Eu assisto a televisão deitado, em meu quarto, outro dia, dividindo espaço na cama com meu filho, vimos passar por nós um vulto, eu disse que era São José, e meu filho insiste em dizer que era São Pedro, estávamos muito próximos dos seres celestiais, mas cada um viu o que sua devoção pedia.
Eu, com idade avançada, pensando em comprar uma casa sem escadas, acabo comprando um colchão que exige escada, eu passei, desde então, a dormir nas nuvens; não mais apagava a luz, antes de me entregar ao sono, desenroscava a lâmpada, de tão perto que me encontrava do teto.
Eu, um cristão fervoroso, que não dorme sem fazer minhas preces, agora orava olhando para baixo, pois o crucifixo, que antes ficava acima da minha cabeceira, já não fica mais acima... fica abaixo, nem sei se isso não é uma blasfêmia, à qual eu não dei causa, apesar de ter sido eu quem comprou o novo colchão, que é muito alto.
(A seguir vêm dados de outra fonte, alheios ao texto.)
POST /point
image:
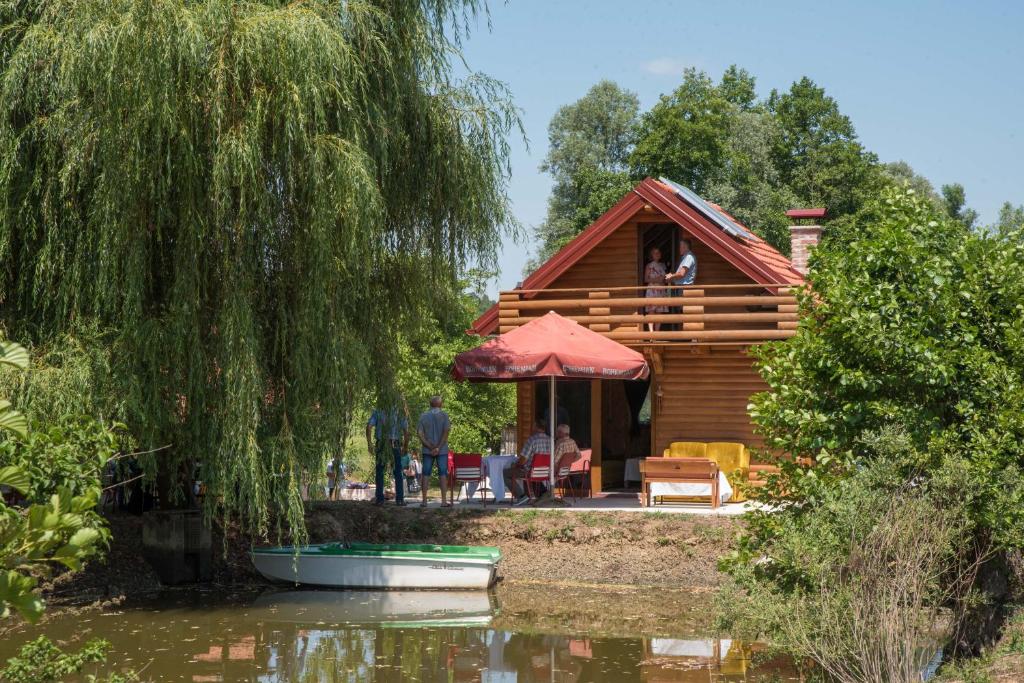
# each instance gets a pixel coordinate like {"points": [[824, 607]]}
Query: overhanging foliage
{"points": [[250, 201]]}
Em noites quentes, eu sempre dormia com a janela aberta, e de manhã acordava vendo o topo dos arbusto, onde passarinhos cantavam, agora eu acordo no mesmo nível do topo dos arbustos.
Quando eu conto que ando tendo sonhos altos, absolutamente não pretendo passar a imagem de alguém que deixou a humildade de lado, definitivamente ando sonhando do alto.
Sem exageros de pensar em colocar elevador, ou escada rolante ao lado da minha cama, gosto de afirmar que hoje em dia vivo a vida, ou as noites...nas alturas, como é alto o meu colchão.